You can reduce your credit cards, consolidate your debt, and do a million other things to simplify your financial life. But if you don’t have a system in place to check your bills (whether they’re 5 or 50), to pay your bills on time, or to review your income and expenses, and saving goals, you’ll eventually end up in the same place.

And that’s what happened to me with writing. I didn’t have a specific routine of sitting down and writing on a regular basis. I just did it when I felt like it. And that is not a viable way to do something consistently.

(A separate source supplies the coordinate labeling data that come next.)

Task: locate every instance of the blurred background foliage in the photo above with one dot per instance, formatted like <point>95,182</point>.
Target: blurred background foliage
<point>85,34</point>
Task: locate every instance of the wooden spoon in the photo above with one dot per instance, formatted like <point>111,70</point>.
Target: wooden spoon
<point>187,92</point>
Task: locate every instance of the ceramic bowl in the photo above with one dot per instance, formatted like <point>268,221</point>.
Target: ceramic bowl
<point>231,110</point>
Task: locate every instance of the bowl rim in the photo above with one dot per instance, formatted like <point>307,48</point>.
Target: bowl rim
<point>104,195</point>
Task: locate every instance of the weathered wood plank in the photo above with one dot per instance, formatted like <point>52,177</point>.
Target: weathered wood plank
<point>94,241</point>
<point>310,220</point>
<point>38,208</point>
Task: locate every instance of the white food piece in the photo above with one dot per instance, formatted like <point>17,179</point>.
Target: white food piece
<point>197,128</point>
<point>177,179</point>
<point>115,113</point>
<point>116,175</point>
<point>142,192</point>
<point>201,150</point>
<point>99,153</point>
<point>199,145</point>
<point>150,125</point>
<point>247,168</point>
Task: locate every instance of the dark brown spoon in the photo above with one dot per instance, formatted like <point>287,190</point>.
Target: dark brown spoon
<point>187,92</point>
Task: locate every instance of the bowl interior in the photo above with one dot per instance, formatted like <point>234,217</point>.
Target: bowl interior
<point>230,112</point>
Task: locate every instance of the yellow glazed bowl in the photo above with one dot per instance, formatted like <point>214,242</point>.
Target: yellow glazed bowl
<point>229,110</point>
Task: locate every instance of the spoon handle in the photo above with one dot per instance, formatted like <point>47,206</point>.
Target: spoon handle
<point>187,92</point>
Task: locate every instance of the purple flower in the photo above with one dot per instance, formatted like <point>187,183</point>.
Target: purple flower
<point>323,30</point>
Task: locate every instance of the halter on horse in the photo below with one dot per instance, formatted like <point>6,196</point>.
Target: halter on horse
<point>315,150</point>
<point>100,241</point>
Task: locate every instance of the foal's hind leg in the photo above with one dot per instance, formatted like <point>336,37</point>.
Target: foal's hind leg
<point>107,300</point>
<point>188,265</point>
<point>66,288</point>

Simplifying your financial affairs, or in my case my publishing platform, will give us time. But it won’t tell us what to do afterwards. This is where a system becomes necessary to appreciate the rewards of simplicity.

Simplicity as a resource

When we simplify we need to be realistic about the savings we’re making. We may have more money in our bank accounts because we’re spending less. But we still need to generate enough income for necessities and perhaps have a little extra disposable income for simple optional spending.

Put another way, we need to generate income to be able to decide how to simplify our spending and consumption habits.

The same applies to time. We need to be good at managing this finite resource. We all have the same 24 hours a day. If we don’t know how to use our time well, simplicity by itself will not give us more time.

We’ll use the time saved by simplicity as unwisely as the many other hours we squander. Simplifying is not going to solve our habitual perception of not having enough time.

My personal experience echoes this point. I assumed that by reducing the administrative side of a website I’d have more time to write. I didn’t because I never felt I had enough time in the first place. And somehow the saved time got consumed in other things that may have been less or more important than writing.

Simplifying will not generate more time or money for us. It will reduce our use of both. Unless we learn how to use our resources well, we won’t feel any different.

I don’t want to discourage you from wanting a simpler life. My intention is to highlight the challenges so we can deal with them.

In order to make choices that work for us we need to:

  • Have a clear purpose or goal in mind.
  • Have a system, or routine, in place for the simpler choice to work.
  • Know (or be willing to learn) how to use time and/or money effectively.

Once we know what challenges we may face, we can simplify with awareness and realistic exceptions. And then we’ll reap the benefits of living a rich and authentic life without all the noise and clutter.